'There is significant talent demand for a life-work shift. Even senior leaders are experiencing it'
Nearly six in 10 (58 per cent) of senior leaders worldwide are unhappy in their current position.
And 72 per cent plan to leave their employer within the next two years, according to a report from Kelly Outsourcing and Consulting Group (KellyOCG).
“There is significant talent demand for a life-work shift. Even senior leaders are experiencing it and acknowledge that employers could be doing more,” says Tammy Browning, president of the consulting firm.
While many employers are having difficulties filling open positions, it’s the senior-level positions that are the most challenging, according to a previous study.
Challenges to hybrid work
Could the rise of the hybrid model be one reason? Only two in 10 employers believe that hybrid work is positively impacting organizational culture, according to the survey of 1,000 senior executives in 12 countries – Australia, Canada, China, Germany, India, Ireland, Japan, Malaysia, Singapore, Switzerland, the United Kingdom and United States.

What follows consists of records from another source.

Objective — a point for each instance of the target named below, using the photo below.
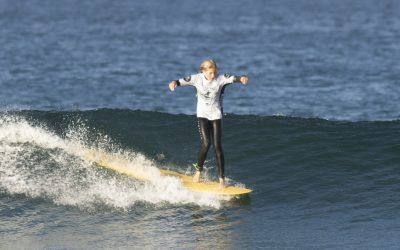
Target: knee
(205, 145)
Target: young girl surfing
(210, 88)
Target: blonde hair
(208, 64)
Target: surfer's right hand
(172, 85)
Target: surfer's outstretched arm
(173, 84)
(242, 79)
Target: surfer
(210, 89)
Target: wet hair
(208, 64)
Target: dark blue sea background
(315, 133)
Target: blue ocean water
(315, 134)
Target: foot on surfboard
(196, 177)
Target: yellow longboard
(122, 166)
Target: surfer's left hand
(244, 79)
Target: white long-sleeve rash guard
(209, 93)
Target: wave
(40, 163)
(284, 159)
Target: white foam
(74, 180)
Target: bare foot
(221, 183)
(196, 177)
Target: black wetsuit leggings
(210, 129)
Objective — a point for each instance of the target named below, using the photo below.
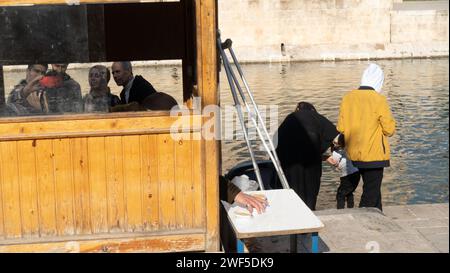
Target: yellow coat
(366, 122)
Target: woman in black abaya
(302, 139)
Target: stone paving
(398, 229)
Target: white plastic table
(287, 214)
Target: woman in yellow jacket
(366, 121)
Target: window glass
(61, 89)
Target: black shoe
(350, 202)
(340, 203)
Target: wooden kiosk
(113, 182)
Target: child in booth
(349, 173)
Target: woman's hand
(332, 161)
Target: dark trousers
(371, 196)
(345, 190)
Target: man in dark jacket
(302, 138)
(135, 88)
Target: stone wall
(301, 30)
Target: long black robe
(301, 139)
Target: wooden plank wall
(96, 185)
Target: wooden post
(208, 87)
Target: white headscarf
(373, 76)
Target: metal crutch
(272, 154)
(240, 115)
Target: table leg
(315, 242)
(240, 246)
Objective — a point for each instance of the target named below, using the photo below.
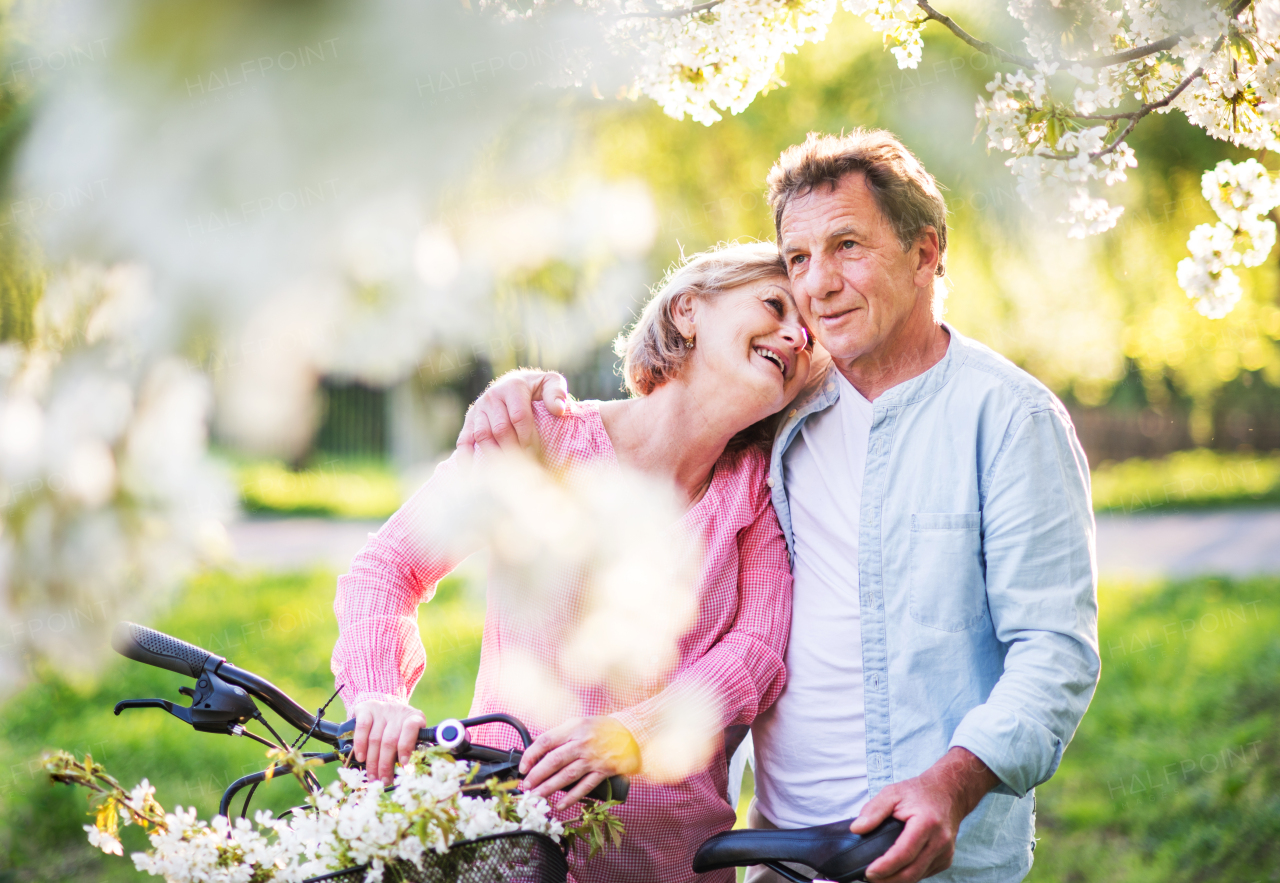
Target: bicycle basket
(519, 856)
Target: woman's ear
(684, 312)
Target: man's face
(854, 286)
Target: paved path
(1233, 543)
(1237, 543)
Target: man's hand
(588, 749)
(385, 732)
(932, 805)
(503, 417)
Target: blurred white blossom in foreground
(343, 191)
(1087, 72)
(598, 582)
(108, 497)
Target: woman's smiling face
(750, 342)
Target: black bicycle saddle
(831, 850)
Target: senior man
(936, 504)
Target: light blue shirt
(978, 586)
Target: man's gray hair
(908, 196)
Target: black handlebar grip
(615, 787)
(147, 645)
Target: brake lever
(179, 712)
(216, 707)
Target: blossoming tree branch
(1086, 77)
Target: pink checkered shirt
(735, 648)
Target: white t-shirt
(810, 747)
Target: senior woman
(716, 352)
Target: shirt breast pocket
(945, 580)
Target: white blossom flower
(352, 822)
(104, 841)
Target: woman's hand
(385, 732)
(502, 419)
(588, 749)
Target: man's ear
(929, 252)
(684, 311)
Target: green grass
(1187, 480)
(1174, 776)
(333, 489)
(1175, 772)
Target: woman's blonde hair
(653, 351)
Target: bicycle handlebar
(154, 648)
(147, 645)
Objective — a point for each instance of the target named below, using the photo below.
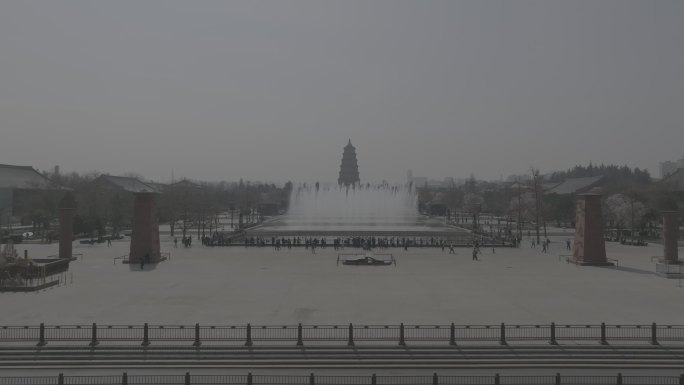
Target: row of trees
(632, 201)
(192, 205)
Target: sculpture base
(668, 261)
(670, 270)
(583, 262)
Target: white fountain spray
(360, 205)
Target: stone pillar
(670, 237)
(66, 231)
(590, 248)
(145, 234)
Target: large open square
(236, 285)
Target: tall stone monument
(349, 169)
(590, 247)
(145, 232)
(66, 211)
(670, 238)
(66, 231)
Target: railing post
(93, 339)
(249, 335)
(197, 342)
(300, 341)
(41, 340)
(603, 334)
(452, 335)
(401, 335)
(146, 335)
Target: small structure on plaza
(145, 247)
(23, 274)
(66, 210)
(590, 247)
(669, 265)
(366, 259)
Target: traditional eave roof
(675, 180)
(25, 177)
(575, 185)
(126, 183)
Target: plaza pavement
(237, 285)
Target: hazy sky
(273, 90)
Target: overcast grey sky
(273, 90)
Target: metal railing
(312, 379)
(350, 334)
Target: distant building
(574, 185)
(18, 184)
(674, 181)
(123, 183)
(349, 169)
(419, 181)
(668, 167)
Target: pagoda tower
(349, 170)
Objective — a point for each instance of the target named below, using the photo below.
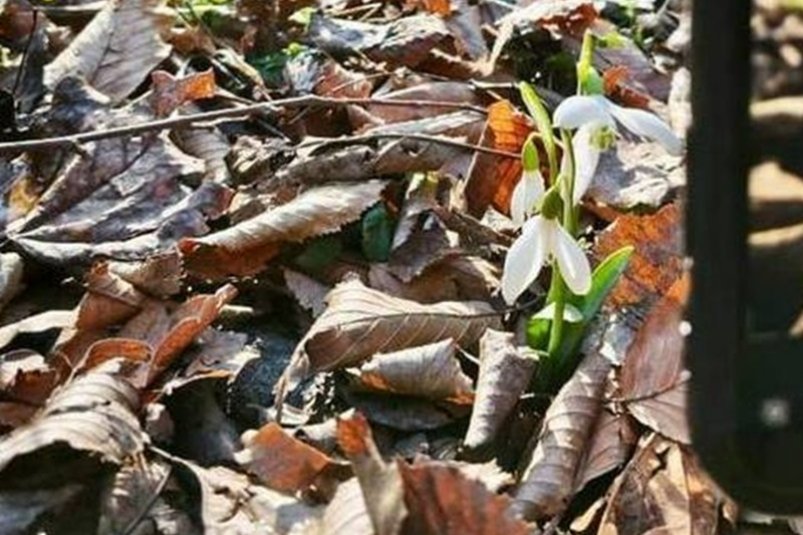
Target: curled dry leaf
(491, 178)
(245, 248)
(137, 488)
(86, 427)
(406, 413)
(653, 380)
(360, 322)
(609, 447)
(380, 482)
(442, 501)
(347, 514)
(11, 271)
(662, 489)
(26, 378)
(158, 275)
(286, 464)
(431, 371)
(309, 293)
(548, 482)
(636, 175)
(505, 373)
(45, 321)
(228, 502)
(117, 50)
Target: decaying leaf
(285, 463)
(662, 489)
(245, 248)
(118, 49)
(653, 380)
(505, 373)
(547, 483)
(360, 322)
(430, 371)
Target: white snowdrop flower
(526, 196)
(595, 119)
(542, 239)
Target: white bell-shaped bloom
(526, 196)
(542, 239)
(595, 116)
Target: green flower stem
(557, 288)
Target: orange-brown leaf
(657, 262)
(491, 178)
(283, 462)
(169, 92)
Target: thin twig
(25, 53)
(420, 137)
(231, 113)
(151, 501)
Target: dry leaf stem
(186, 120)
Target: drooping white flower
(595, 119)
(542, 239)
(526, 195)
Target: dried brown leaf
(360, 322)
(662, 490)
(284, 463)
(505, 373)
(310, 293)
(653, 380)
(228, 502)
(547, 483)
(245, 248)
(380, 482)
(430, 371)
(169, 93)
(26, 377)
(117, 50)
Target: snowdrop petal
(646, 124)
(518, 203)
(576, 111)
(572, 261)
(586, 157)
(524, 260)
(526, 195)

And 66 per cent of senior executives say their companies are redefining their culture to fit a hybrid working world.
Despite flexible work schedules, many workers are still experiencing burnout, according to a separate survey.
However, few employers are listening to what workers have to say: only one-third provide employees with an avenue to share feedback on hybrid work policies, according to the KellyOCG report.
“A shift in workplace culture is needed and organizations must evolve to remain competitive, profitable, and attractive to top talent,” says Browning.